医療的ケア

 「医療的ケア」という言葉をご存じでしょうか。この言葉、厚生労働省などが使っているものではなく、いまのところそれほど広く知られたものではありません。でも、介護を要するかたにとってはたいへん重要なキーワードになっています。

 たとえば「爪を切る」や「目薬をさす」「軟膏をぬる」ことを、厚生労働省は「医療行為であって、医師や看護師以外の者が(業として)やってはいけないこと」としてきました。「業(ぎょう)として」というのは、言いかえれば仕事としてということであり、つまりたとえばホームヘルパーさんがそのご利用者にしてあげてはいけないということです。家族のかたがするのは「業として」ではないので問題はないと説明されています。なのにヘルパーさんがそれをすると「医師法違反」という違法行為に、厳密にいうと、なります。

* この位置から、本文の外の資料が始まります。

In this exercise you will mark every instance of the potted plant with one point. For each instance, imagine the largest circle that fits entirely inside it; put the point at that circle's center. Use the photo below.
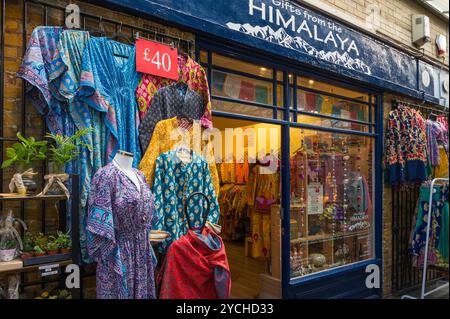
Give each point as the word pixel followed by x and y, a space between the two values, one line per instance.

 先日「医療的ケア連絡協議会」という団体が旗揚げしました。私は請われてその事務局次長をおひきうけしていますが、その団体のひとつの目的は、ヘルパーさんなどの介護職員が痰の吸引をすることなどを認めてほしいというものです。前に書いた爪切りなどをはじめ、チューブからの流動食注入や、浣腸など、日常生活に密接に関係したいろいろな行為に関して、現状のままでは違法とされているのを、なんらかの形で合法的にしたいというのです。

 ご家族が痰の吸引などをして介護されていて、その手助けのために介護保険を使ってヘルパーさんにきてもらっても、ヘルパーさんが吸引をすることはできませんから、ご家族にとってはまったく負担がなくならないというのが現状です。またそのために基本的に介護職員しかいない施設の利用を断られるということもあります。

 痰の吸引やチューブからの栄養などは人ごとのように思われるかたもおられるかもしれません。でもことはそれほど簡単ではありません。

 たとえば独居生活をされている高齢者のかたの足の爪が伸びてきたとき、自分で切れる健康なかたは問題ありませんが、すこし身体が不自由になっていて、手の爪は切れるが足は無理、そういえば掃除などをしてもらうためにヘルパーさんがきてるからちょっと切ってもらおうかしらと思っても、それはヘルパーさんにはできないことなのです。手が届かない背中がかゆいので薬屋さんで買ってきたかゆみ止め軟膏をぬってもらうこともできません。建前からはそういうことなのです。

 しかし現実にはこれらは現場ではされてしまっています。つまり日本中の介護現場では違法行為がまかり通っていることになります。

 なにかにつけ「あいまいなままにしておく」傾向がこの国にはあるのかもしれませんが、ひとつまちがうと現場の介護職員個人が罪に問われることにもなります。ここはひとつはっきりとした形で、しかも「ダメなまま」はありえないことは爪切りや点眼の例でもお分かりいただけますでしょうから、合法化すべきだと思うのです。

 このような動きの「抵抗勢力」になるのが医療系の職能団体であるというのが医療者である私には悲しくもありますが、ほんとうに現場の状況を知っている人たちなら、きっとこのことは理解してくださるはず。

 いまは健康でもちょっと先のことは分からないのが生身の人間です。医療の問題はもちろんですが、介護の現実がどうなっているのかも、元気なうちに知っておくことが必要です。

 私自身も人ごとではないのです。